Adding Network.URI.escape

Mon Jan 4 08:35:16 EST 2010

Gwern Branwen wrote:
> On Fri, Dec 25, 2009 at 4:17 PM, Graham Klyne <GK-lists at ninebynine.org> wrote:
>> Gwern Branwen wrote:
>>> Network.URI.escapeURIString is pretty much always used to make a
>>> String a URL or a part of a URL.
>>>
>>> The existing definition
>>>
>>> http://www.haskell.org/ghc/docs/6.10.4/html/libraries/network/Network-URI.html#v%3AescapeURIString
>>> forces one to do extra work by having to specify a `Char -> Bool`.
>>>
>>> More than a few packages & libraries simply define an 'escape'
>>> function `escapeURIString isAllowedInURI` (either inline or as a named
>>> function).
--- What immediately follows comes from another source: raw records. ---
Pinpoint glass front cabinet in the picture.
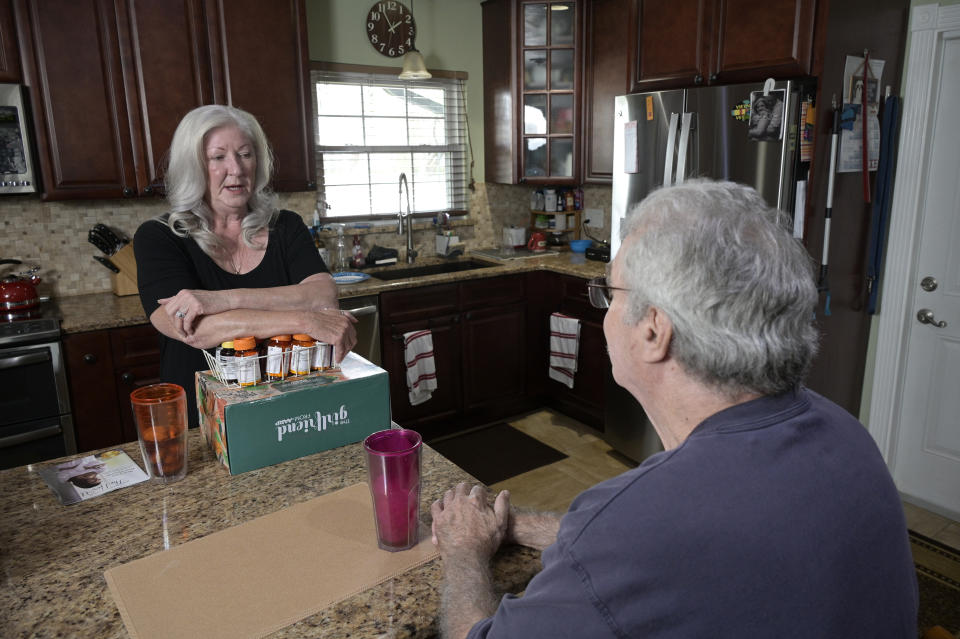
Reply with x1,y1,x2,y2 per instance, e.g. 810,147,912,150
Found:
518,2,579,181
482,0,583,184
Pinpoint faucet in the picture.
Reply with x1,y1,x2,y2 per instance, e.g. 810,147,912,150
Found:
397,173,417,264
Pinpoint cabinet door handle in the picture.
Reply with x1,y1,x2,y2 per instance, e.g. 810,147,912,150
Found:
0,350,50,368
0,426,63,448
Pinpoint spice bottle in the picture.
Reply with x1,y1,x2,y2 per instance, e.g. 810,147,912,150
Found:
267,335,293,381
290,333,315,375
352,235,366,268
233,337,260,388
217,341,237,384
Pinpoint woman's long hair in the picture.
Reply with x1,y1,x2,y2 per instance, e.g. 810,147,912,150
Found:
162,104,277,256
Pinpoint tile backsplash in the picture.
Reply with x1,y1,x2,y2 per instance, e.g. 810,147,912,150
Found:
0,183,611,297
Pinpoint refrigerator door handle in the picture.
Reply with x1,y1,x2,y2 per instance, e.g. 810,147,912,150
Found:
663,113,680,186
675,113,693,184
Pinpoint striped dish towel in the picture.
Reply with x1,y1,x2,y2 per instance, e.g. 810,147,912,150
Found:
403,330,437,406
549,313,580,388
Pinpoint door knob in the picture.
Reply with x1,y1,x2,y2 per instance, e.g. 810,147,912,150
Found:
917,308,947,328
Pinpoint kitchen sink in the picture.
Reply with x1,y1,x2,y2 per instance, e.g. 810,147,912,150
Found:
370,260,497,280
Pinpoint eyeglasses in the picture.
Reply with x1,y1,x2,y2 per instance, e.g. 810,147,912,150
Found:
587,277,630,309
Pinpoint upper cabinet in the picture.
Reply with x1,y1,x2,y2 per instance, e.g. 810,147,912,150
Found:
207,0,317,191
14,0,314,199
0,0,21,84
631,0,816,92
580,0,637,184
483,0,583,184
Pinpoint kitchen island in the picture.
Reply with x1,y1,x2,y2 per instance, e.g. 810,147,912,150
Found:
0,429,540,639
57,251,606,334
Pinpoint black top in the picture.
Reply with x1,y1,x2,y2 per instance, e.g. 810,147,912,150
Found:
133,211,329,426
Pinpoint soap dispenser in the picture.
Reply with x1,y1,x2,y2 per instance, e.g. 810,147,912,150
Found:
337,224,350,273
352,235,366,268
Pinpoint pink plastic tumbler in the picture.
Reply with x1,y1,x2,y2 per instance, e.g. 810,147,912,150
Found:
363,428,423,552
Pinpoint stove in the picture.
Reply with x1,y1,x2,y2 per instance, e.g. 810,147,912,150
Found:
0,301,77,468
0,300,60,348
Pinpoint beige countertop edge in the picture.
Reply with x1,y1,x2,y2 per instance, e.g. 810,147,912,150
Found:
57,253,606,334
0,429,540,639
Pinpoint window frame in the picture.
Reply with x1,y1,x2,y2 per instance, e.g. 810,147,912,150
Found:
310,63,473,224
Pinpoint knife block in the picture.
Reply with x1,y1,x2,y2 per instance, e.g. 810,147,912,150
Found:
110,243,140,297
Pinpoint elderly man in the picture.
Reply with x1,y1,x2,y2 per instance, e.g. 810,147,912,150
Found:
432,180,917,639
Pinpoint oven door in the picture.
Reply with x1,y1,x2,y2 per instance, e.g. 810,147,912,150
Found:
0,342,70,427
0,415,76,469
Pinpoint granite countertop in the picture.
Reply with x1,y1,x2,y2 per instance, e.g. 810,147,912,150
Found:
57,252,606,333
0,429,540,639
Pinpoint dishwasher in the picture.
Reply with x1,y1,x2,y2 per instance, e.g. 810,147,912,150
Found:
340,295,380,366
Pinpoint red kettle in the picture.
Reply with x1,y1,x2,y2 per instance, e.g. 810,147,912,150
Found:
0,260,40,311
527,231,547,253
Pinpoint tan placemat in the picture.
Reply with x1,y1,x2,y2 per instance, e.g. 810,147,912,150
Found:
104,484,438,639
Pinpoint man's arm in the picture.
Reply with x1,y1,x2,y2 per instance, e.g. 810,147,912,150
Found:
504,507,562,550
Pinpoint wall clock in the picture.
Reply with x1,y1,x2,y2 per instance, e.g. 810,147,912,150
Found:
367,0,417,58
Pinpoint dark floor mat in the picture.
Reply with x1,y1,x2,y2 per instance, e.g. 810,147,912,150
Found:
430,423,566,486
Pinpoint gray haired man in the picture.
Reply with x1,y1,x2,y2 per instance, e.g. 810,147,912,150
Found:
432,180,917,639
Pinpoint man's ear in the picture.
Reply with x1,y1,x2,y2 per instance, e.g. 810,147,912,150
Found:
638,306,673,362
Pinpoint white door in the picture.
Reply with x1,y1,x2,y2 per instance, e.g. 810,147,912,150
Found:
870,5,960,519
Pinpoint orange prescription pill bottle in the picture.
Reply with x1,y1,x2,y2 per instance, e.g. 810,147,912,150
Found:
267,335,293,381
233,337,260,388
290,333,316,375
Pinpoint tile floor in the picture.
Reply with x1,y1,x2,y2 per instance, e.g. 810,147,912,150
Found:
491,409,960,548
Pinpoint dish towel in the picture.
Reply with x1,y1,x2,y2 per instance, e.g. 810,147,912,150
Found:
549,313,580,388
403,330,437,406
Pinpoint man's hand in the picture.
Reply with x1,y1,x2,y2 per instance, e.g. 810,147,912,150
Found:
430,484,510,639
430,483,510,561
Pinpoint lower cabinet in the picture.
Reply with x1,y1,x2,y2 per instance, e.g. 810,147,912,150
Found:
544,275,610,432
63,324,160,452
380,275,533,440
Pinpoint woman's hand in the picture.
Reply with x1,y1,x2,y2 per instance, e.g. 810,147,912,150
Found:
157,289,231,338
307,308,357,363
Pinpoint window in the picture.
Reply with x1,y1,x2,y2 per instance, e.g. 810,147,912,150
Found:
311,70,469,218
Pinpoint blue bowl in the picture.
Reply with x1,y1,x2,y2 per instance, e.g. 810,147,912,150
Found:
570,240,593,253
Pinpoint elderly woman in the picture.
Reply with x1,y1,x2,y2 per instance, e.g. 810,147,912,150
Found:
134,105,356,425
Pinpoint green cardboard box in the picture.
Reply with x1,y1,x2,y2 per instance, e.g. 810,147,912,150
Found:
196,353,390,475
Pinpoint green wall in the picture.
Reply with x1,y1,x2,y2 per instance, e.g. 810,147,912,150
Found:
306,0,484,182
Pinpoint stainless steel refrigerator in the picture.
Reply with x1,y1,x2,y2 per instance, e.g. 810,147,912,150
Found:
604,81,812,461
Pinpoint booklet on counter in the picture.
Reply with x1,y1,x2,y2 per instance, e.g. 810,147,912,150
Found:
38,450,149,505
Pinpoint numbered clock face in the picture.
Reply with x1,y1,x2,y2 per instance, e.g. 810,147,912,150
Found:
367,0,416,58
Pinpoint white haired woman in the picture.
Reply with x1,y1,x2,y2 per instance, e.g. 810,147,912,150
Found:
134,105,356,426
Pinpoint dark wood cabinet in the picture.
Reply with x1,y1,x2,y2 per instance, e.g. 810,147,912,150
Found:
0,0,23,84
380,275,532,440
544,275,610,431
13,0,314,200
582,0,637,184
631,0,817,92
206,0,317,191
382,314,462,438
63,324,160,452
This sort of repetition is unfortunate.
>> Hmmm... I think that's not strictly correct - it should be 'escapeURIString
>> isUnescapedInURI'.  The form used above would leave literal '%' characters
>> unescaped.
> 
> That's unfortunate! But it also takes care of a long-niggling worry -
> I had come across an old #haskell log where someone said that that
> definition is wrong, but they didn't explain how. I guess I ought to
> go around to every user of that definition, like Gitit, and correct
> them...
> 
>>> The name 'escape' is commonly used to express exactly that
>>> functionality: http://holumbus.fh-wedel.de/hayoo/hayoo.html#0:escape
>>>
>>> What would people say to adding such a function?
>> The reason that the 'escapeURIString' always takes the Char -> Bool function
>> is that the rules for escaping can very between URI schemes, and between
>> components within a single URI.  For example, a literal '/' or '?' appearing
>> within a path segment in an http: URI would need to be escaped, but that's
>> not included by the common case of 'escapeURIString isUnescapedInURI'.
>>
>> The 'isAllowedInURI' function, IIRC, is a kind of least-common-denominator
>> function that causes non-URI characters to be escaped so that the resulting
>> string is at least syntactically valid according to RFC3986.  But in some
>> cases (i.e. for some schemes) this may not be enough - see RFC 3986, section
>> 2.1 ("A percent-encoding mechanism is used to represent a data octet in a
>> component when that octet's corresponding character is outside the allowed
>> set or is being used as a delimiter of, or within, the component" --
>> http://www.apps.ietf.org/rfc/rfc3986.html#sec-2.1 ); see also section 2.4.
>>
>> So, while one could define an additional function as you suggest, I'm not
>> sure it is necessarily wise, because having the explicit function to
>> designate characters to be escaped does at least draw attention to exactly
>> which characters would be escaped in the context of use.  But OTOH, if
>> implementations tend to use 'escapeURIString isAllowedInURI' as you say,
>> maybe this just creates an opportunity for additional errors.
>>
>> URI escaping is, to some extent, a necessarily messy and error-prone
>> business - it's really hard to define a generic escaping mechanism that
>> neatly covers all eventualities, because of the multiple stages of
>> interpretation that can take place when actually using a URI.
>>
>> #g
> 
> Thanks for the information; I start to see what you mean by the
> difficulty. But as you say, while a 'escape' may be dangerous, it's
> not like people are being safe now without an 'escape'.
> 
> Is it possible to identify the most common escaping scenarios and come
> up with the correct shortcuts?
> 
> For example, perhaps we could defined an 'escapeURL = escapeURIString
> isUnescapedInURI' which is suitable for garden-variety tasks like
> `"http://gitit.net"++escapeURL pagename`, and then another for the
> octets you mention ('escapeOctet'?).

It's clearly *possible*, but where do we stop?  That said, I guess a *small*
number of special cases would make sense, e.g.

   escapeHttpOrFileUri

with carefully written health warnings in the associated documentation; e.g.
"This function applies URI escaping to an http: or file: URI on the assumption
that the individual path segments within the URI do not contain '/' or '?' or
'#' or [...] characters.  If any of these characters are present in any path
segment then the URI components and path segments should be escaped separately
before being assembled into a final URI, and no further escaping should be
applied once the URI has been constructed (cf. RFC 3986 [...])", etc., etc.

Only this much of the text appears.